In case of existing product almost in sunset mode and the urgency to launch new product is really high, then probably buy decision would make sense. In case of buy, I am referring to acquisition. I am not a big expert of the decision process involved in acquisition, so I will probably focus on either completely make or partial make/buy.
First and foremost, we need to understand the list of components (both SW and HW) required to build the new product. Later we can assess whether in-house competencies exists to build those components (both SW and HW). During business review, we only make high level assessment and if some of the components (either HW or SW) are to be acquired from external vendors, we derive the possible vendors and approximate cost to acquire those components. Decision to buy can be based on various parameters such availability of in-house competencies, cost to develop, time to develop etc. IMO, the guiding principle for make or buy decision is that all the core components contributing to the value proposition should be built in-house, otherwise you will face troubles with differentiating the product.
Asses the current position of the competitors from the perspective of their revenue potential and market share. What products do they sell currently and what are their specifications. What are their strengths and weakness (evaluate both product and non-product attributes). In case of non-product attributes, I am referring to items such as support, distribution channel, partners etc. Please note that technical strength of the product alone cannot win a deal, so evaluating strengths and weakness from the perspective of non-product attributes is critical.
Based on the analysis done earlier, Product Managers have to carefully derive the unique value proposition that can provide the confidence that new product can make the money beating the competition and the efforts to build it were absolutely justifiable. If it is a new product to the existing product line, we can also validate our findings by sharing them with your top customers who can be your potential early adaptors.
Quick analysis of how competitor might react to the new product development plans has to be analyzed, it would be really dumb if we hope that we will develop the product and capture the market while competition would sit idle. Basically the idea is to outline to the Sr. Management on how new product will succeed against competition when it is shipped to the market.
I believe it is a simple math, the development cost was derived earlier and based on the COGs, we can compute the break even and NPV for X years (no of years will be based on the product life time) based on approximate sales estimate. Each organization would have its own way of computing the ROI. But deriving the development cost, sales forecast for X years and COGs of the new product would be the main elements required to compute ROI. Irrespective of the price model (cost based, value based, xAAS) that would be adapted for the new product, for ROI calculation I would suggest to adapt simple cost based model (estimated product COGs + x% margin) to derive the breakeven and NPV. So we could keep the ROI calculations really simple.

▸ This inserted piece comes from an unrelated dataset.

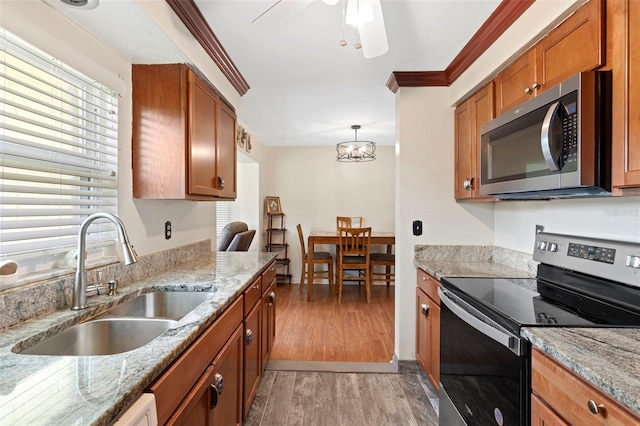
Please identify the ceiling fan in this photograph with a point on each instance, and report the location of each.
(364, 15)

The entire presentation to the Sr. Management should be like a story telling –
“It is growing market with huge potential and target segment contributing to growth is X and their business needs are Y. Current competitors addressing the segment is A, B and C and the value proposition delivered by them are E, F and G. Our new product D with capabilities M and N etc can better address the requirements of target segment”
Product Manager need take a look at the entire sale process and understand what factors would influence the sale process. Product capabilities alone would not influence the entire sale, there would be other parameters such as reputation of the company, quality of post-sales service, availability of support, reference customers, availability of trained engineers (for B2B products) etc. Whole product approach is to list such factors that are critical for a sale and plan to fulfill them.